"Andrà tutto bene". La strana vita di una società in quarantena
Amo raccontare frammenti di vita e tutto ciò che lascia un segno
Due signori anziani camminano tenendosi a braccetto. Si sostengono. Chissà cosa passa nella loro testa. Forse l'idea di avere fatto la loro vita. Di voler stare insieme, comunque si mettano le cose.
La strada è deserta. Gli uccellini accompagnano i miei passi. Sembra vogliano annunciare la primavera. Qualche solitario cammina. A testa bassa. Passo davanti alla scuola. Non c'è il vociare dei bambini. È una situazione insolita.
Fuori dalla farmacia c'è una fila distanziata, composta. Al supermercato, un addetto regola l'afflusso. Spero di non incontrare qualche litigioso. Qualcuno di quelli che non capisce la gravità della situazione. E brontola. Per le distanze di sicurezza. O per i tempi allungati.
Incrocio in autobus. Mi chiedo se il conducente avrà timore. Se si starà domandando chi salirà su quell'autobus. Incontro una persona in bici, qualcuno in macchina. Do loro il beneficio del dubbio. Staranno andando a fare qualcosa di importante. Non vale la pena contravvenire alla legge. Per la nostra salute.
Stiamo migliorando, forse, rispetto alle prime restrizioni. Abbiamo presenti tutti alcune scene di cui vergognarci. Dai treni pieni, alle piste da sci, uno vicino all'altro, agli sputi di stizza di qualcuno che ha perso la testa . Dobbiamo essere intelligenti. Anche se costa fatica.
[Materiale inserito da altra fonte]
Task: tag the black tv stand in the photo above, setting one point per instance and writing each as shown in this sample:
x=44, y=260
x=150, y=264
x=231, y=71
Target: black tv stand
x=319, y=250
Un bambino intona una canzoncina gioiosa. È in giardino col nonno. Non so. Non so se siamo davvero capaci di stare vicino ai nostri anziani. Di aiutarli. Di proteggerli. Di proteggere quelle persone che fino a ieri hanno aiutato noi. Che ci sono sempre state nei momenti di bisogno. Però cosa facciamo? Dobbiamo pur organizzarci. Ed ecco. Il nonno è tanto carino, il bambino si trova bene. Eppure lo esponiamo ad un grande rischio, il nonno. Non so. Appelliamoci un po' alla nostra coscienza individuale.
Non è facile, trascorrere serenamente questi giorni. Nemmeno se siamo a casa, invece che in prima linea negli ospedali. La testa si affolla di pensieri. Sul presente e sul futuro. Sulla panchina due ragazzi guardano qualcosa sul cellulare. Il mio sguardo cade veloce su di loro. Vedo quella serenità dei giovani. Quella che porta a credere che non succederà niente.
Anche a casa è strano, non solo fuori. Ci siamo tutti. Chi studia, chi suona, chi lavora, chi cerca di godersi un film. È una dimensione nuova. Abbiamo il tempo per scoprirla. Per farla un pochino nostra. In questo periodo in cui dobbiamo prendere le distanze fisiche, cerchiamo di annullare quelle umane. Facciamoci delle belle chiacchierate, con chi è vicino e con chi è lontano.
Arriva la sera. Cerco di non guardare di continuo gli aggiornamenti sul Coronavirus. Il sole è di un rosso meraviglioso. L'agitazione mi accompagna ancora. Sui balconi, le prime lenzuola di speranza: "Tutto andrà bene".